Nunca tendremos que preocuparnos sobre cuál será el evangelio del primer Domingo de Cuaresma. Es siempre el evangelio de las tentaciones de Cristo. El misal no es necesario, sólo nuestra atención y apertura. Las tentaciones son básicas y profundas: la tentación para satisfacer los deseos personales, especialmente los deseos corporales; la tentación del poder, y la tentación de tentar a Dios, de jugar con Dios, ‘a ver quién es el más gallina’ por así decirlo. Todos sabemos de estas tentaciones. Para cumplir con el deseo humano, sea por hambre o por satisfacción sexual; el querer ser importante a los ojos del mundo y el ser un jugador donde quiera que estemos, va a determinar el resultado; y para desafiar a Dios para demostrar que él es Dios. Estos son los conceptos básicos.

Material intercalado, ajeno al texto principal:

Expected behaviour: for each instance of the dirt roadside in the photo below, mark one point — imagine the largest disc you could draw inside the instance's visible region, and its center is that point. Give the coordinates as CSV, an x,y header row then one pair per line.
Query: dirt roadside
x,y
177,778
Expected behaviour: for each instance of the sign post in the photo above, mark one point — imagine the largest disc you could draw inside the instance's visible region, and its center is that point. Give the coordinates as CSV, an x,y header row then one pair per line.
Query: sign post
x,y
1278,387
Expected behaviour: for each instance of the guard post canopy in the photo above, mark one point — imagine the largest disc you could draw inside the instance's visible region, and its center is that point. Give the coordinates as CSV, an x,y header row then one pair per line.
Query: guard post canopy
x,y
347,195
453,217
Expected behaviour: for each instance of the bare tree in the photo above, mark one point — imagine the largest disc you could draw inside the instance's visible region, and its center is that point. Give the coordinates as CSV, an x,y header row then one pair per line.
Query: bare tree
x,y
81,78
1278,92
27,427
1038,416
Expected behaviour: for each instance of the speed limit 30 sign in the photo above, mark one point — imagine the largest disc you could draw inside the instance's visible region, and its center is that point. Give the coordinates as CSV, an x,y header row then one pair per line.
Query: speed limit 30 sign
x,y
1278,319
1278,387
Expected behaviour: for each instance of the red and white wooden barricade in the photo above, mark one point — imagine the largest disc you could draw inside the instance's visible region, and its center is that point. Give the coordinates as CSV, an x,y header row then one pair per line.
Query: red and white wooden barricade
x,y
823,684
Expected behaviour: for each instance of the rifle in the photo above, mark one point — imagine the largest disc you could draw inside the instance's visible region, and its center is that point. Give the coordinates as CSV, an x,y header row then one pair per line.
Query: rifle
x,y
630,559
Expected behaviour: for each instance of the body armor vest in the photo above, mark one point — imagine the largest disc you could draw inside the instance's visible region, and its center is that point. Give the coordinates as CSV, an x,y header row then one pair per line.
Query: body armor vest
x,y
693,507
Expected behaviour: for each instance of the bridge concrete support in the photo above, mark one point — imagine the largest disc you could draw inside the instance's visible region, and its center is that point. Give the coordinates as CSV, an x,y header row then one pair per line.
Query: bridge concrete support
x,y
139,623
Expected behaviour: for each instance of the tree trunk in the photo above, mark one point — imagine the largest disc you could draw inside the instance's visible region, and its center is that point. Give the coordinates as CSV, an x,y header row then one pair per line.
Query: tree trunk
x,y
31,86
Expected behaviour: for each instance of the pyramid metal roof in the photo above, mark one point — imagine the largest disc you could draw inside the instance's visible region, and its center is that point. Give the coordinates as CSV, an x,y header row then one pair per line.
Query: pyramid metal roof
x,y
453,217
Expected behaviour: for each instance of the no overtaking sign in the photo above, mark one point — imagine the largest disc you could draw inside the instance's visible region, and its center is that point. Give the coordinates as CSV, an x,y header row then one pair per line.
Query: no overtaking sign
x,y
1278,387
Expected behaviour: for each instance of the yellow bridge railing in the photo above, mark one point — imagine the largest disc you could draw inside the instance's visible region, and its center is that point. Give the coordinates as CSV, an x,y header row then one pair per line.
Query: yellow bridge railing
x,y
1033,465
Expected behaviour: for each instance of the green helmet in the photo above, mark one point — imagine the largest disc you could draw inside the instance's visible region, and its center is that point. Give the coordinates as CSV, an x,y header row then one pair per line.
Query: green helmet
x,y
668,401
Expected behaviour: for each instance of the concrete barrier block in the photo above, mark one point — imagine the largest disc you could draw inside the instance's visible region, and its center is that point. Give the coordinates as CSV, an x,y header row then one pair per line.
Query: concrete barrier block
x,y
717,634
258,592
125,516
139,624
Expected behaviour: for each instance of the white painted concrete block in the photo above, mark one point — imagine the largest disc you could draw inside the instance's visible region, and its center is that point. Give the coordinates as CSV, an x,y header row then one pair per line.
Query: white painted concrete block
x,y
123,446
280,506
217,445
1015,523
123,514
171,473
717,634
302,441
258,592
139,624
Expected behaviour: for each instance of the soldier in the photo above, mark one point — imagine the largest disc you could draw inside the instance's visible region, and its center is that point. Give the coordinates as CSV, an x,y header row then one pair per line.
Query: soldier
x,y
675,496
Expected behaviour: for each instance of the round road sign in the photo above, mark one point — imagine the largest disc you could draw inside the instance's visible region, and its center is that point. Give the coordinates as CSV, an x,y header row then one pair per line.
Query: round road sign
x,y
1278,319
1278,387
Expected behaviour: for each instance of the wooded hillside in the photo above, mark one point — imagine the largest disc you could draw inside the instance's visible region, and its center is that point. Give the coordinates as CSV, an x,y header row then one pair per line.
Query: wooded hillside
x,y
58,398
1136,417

Y las tentaciones fundamentales que todos conocemos.

Y así la Iglesia insiste en que esto es lo que debemos escuchar el primer domingo de Cuaresma, en el tiempo de Cuaresma, que es la preparación de la Pascua, para despertarnos más profundamente en nuestra vida espiritual. Esta lectura, este evangelio, no es didáctico. No existe intención alguna de informarnos de algo que no sepamos ya. No somos como niños sentados aquí escuchando la lección del profesor. Las lecturas de la Misa no son principalmente un instrumento de enseñanza. ¡Hemos escuchado en este mismo evangelio tantas veces! El evangelio es cantado en un tono rígido, sin emoción, sin personalidad, porque estas palabras trascienden a la inmediata comprensión. No presumimos el juicio intelectual, sino más bien la apertura de mente y corazón de lo que se oye. De esta manera, el evangelio de las tentaciones de Cristo, en las palabras de todos los evangelistas, es icónico. No es como un discurso o como una lección. Es más bien como un cuadro, un cuadro sagrado, como si fuese un icono que señala la verdad de lo que está pintado en el mismo icono. Está pintado de una forma tradicional porque esta en la única manera de transmitir el significado de las palabras. Es por eso que las lecturas son cantadas en tonos fijos que no permiten interpretación alguna por parte de los que las cantan. Esto no es mera objetividad. Esta es la razón de tomar en la objetividad radical que es la Palabra de Dios, quien es a su vez sujeto de las lecturas.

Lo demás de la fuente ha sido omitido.